The RailHawks, who clinched the top seed in NASL a month ago, have lost four in a row with nothing on the line for themselves.

With the Montreal Impact having salted away a win against the Atlanta Silverbacks by halftime — leading 3-0 at the half — odds were that a lot of Impact fans watching the webcast on the NASL’s Ustream site decided to break away and watch the Stars-Railhawks game instead. After all, with that game tied 0-0 at half — and Minnesota needing to win to ensure that it and not the Impact made the playoffs — that match had more drama for Impact fans than the Impact game itself.

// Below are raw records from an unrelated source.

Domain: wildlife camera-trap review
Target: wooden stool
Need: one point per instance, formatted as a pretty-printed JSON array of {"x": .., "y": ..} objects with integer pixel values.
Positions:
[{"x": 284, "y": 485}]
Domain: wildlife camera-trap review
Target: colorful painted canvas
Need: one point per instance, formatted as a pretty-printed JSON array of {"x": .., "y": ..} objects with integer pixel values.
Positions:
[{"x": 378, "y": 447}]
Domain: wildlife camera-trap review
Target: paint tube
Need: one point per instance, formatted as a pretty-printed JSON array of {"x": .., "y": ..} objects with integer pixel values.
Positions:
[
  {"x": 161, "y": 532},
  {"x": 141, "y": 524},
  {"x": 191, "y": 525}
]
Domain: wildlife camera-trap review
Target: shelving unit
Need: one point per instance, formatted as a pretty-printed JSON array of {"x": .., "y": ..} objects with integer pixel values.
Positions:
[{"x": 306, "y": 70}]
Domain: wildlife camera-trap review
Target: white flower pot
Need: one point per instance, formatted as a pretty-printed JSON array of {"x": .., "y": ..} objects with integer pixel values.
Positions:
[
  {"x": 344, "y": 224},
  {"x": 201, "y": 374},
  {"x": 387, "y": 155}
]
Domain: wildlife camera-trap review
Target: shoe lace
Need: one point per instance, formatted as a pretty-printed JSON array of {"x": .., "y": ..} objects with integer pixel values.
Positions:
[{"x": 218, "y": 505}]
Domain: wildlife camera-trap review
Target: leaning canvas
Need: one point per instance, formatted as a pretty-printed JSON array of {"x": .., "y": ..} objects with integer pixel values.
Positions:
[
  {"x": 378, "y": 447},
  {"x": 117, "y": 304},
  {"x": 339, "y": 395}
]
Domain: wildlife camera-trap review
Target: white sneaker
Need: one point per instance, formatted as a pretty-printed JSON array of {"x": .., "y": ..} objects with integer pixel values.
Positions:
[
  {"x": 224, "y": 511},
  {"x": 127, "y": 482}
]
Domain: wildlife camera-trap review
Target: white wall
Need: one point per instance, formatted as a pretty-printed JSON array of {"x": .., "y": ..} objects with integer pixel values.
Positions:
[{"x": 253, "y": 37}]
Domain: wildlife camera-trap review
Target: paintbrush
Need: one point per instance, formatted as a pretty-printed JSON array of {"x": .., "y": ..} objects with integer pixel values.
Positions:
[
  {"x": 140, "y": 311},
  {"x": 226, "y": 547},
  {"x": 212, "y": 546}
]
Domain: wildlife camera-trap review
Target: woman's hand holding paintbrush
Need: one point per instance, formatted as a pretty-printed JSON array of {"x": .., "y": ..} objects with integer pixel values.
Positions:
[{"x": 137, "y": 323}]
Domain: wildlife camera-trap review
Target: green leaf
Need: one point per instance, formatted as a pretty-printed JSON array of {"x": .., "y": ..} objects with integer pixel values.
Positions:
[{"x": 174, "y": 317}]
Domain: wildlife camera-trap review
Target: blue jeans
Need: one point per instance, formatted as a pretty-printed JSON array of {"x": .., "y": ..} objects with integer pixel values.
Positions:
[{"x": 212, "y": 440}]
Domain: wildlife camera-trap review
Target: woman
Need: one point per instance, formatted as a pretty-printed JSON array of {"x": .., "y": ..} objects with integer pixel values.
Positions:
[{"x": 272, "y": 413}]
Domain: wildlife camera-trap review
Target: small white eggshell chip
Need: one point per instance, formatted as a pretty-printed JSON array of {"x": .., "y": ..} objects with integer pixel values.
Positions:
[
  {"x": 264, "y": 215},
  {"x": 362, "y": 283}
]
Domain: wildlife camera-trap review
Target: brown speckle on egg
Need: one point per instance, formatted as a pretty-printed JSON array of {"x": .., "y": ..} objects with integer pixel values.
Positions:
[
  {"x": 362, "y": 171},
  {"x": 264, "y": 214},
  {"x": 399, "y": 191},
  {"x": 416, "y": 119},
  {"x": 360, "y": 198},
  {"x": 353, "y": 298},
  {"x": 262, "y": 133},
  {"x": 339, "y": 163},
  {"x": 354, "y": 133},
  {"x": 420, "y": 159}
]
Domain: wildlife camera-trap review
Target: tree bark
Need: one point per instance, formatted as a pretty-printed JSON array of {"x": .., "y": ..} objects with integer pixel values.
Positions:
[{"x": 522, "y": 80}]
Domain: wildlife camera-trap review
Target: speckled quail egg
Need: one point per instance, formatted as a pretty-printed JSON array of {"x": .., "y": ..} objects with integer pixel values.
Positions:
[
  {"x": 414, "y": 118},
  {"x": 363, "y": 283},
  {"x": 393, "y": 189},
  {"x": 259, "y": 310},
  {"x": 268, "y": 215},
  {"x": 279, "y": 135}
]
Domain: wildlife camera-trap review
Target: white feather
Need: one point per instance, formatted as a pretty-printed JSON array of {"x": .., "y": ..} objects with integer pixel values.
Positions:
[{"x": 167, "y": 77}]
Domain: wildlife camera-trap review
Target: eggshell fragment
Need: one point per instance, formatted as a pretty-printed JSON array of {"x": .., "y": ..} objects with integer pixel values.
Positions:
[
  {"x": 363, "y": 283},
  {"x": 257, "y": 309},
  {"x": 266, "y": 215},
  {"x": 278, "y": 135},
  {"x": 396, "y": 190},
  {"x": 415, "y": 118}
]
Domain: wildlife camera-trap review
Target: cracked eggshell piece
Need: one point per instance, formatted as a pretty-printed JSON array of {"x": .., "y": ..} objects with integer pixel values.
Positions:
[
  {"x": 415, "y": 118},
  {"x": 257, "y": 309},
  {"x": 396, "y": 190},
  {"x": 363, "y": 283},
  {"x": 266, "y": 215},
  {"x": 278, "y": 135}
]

And those Impact fans would have gone through an emotional rollercoaster.

Two minutes after the restart, RailHawks defender Kupono Low left his leg out at the edge of his own penalty area, and Stars’ forward Jeff Cosgriff tripped over it. The referee pointed to the penalty spot, and Kyle Altman made no mistake from the spot.

But, just two minutes after the goal, the RailHawks equalized; striker Pablo Campos got behind the back line and ran onto a perfect through ball. He rounded Stars’ keeper Joe Warren and slid the ball into an empty goal.

But, just two minutes after that, Brian Cvilikas gave the Stars the lead for good, slamming a wicked drive past keeper Brad Knighton.

In all, six minutes of hell for Montreal Impact fans, who watched their final Div.-2 season end — as the Impact is just one of two NASL teams to not make the playoffs. The Impact’s late surge had a lot to do with the players it got on loan from MLS, such as Portland’s Ryan Pore and Seattle’s Miguel Montano. With those players not coming back in 2012, this is indeed a team with question marks all over the pitch — save the goaltender — as it moves to MLS.

Evan Bush has proven he’s ready to make the jump to MLS as a No. 1 keeper, and deserves the shot.

The Impact, who captured 17 of the final 24 points on offer, dominated the last-place Silverbacks from the get-go.

In the seventh minute, Pore was allowed to come down the right side and smash a shot past Atlanta keeper Jimmy Maurer by an Atlanta defence that displayed why it’s the worst in NASL this season, giving up an average of more than two goals per game.

Montano made it 2-0 before the 20 minute mark, after a pass from former New York Red Bull Sinisa Ubiparipovic sent the Colombian in alone on goal.

Ubiparipovic was the provider on the Impact’s third goal — Pore’s second of the game. And, had Pore not missed an open header earlier in the half, he would have bagged a hat trick before the first 45 minutes had drawn to a close.

It was men vs. boys, but it didn’t matter.

Pore got his hat trick on a second-half penalty and, years from now, will be the answer to a pub trivia question. “Who was the last Impact player to score a Div.-2 goal?”

It’s not something he’d want. But it’s what he’s got. And, with the hat trick, he’s likely to win NASL Offensive Player of the Week. But, the guess is he won’t care all that much.

FC Edmonton to take on Fort Lauderdale
FC Edmonton found out who it would play in the first round of the playoffs. The Eddies, who had already wrapped up their season and knew they couldn’t move from the No. 5 seed, had to wait on the result of the match between Fort Lauderdale and FC Tampa Bay.

FCTB won 2-0, meaning Fort Lauderdale slips to the No. 4 seed and will host the Eddies next Saturday. More importantly, Strikers’ defender Cristian Arrieta was ejected and will be suspended for the playoff game against Edmonton.

NASL playoff race better than MLS playoff race

But, despite Montreal’s disappointment, this much was clear from watching the final day of the NASL regular season. Following a single table, with clear playoff races going into the final day of action, is far better than the MLS system of allowing wild cards to cross over from conference to conference.

Fans knew what Montreal and Minnesota needed to do as they entered their games. Fans understood the ramifications of every goal. They didn’t need to refer back to tables or try to figure out a complicated playoff system. It was simple. Top six teams get in. That’s it.

When it comes to a playoff system, NASL is Div.-1, and MLS is Div.-2.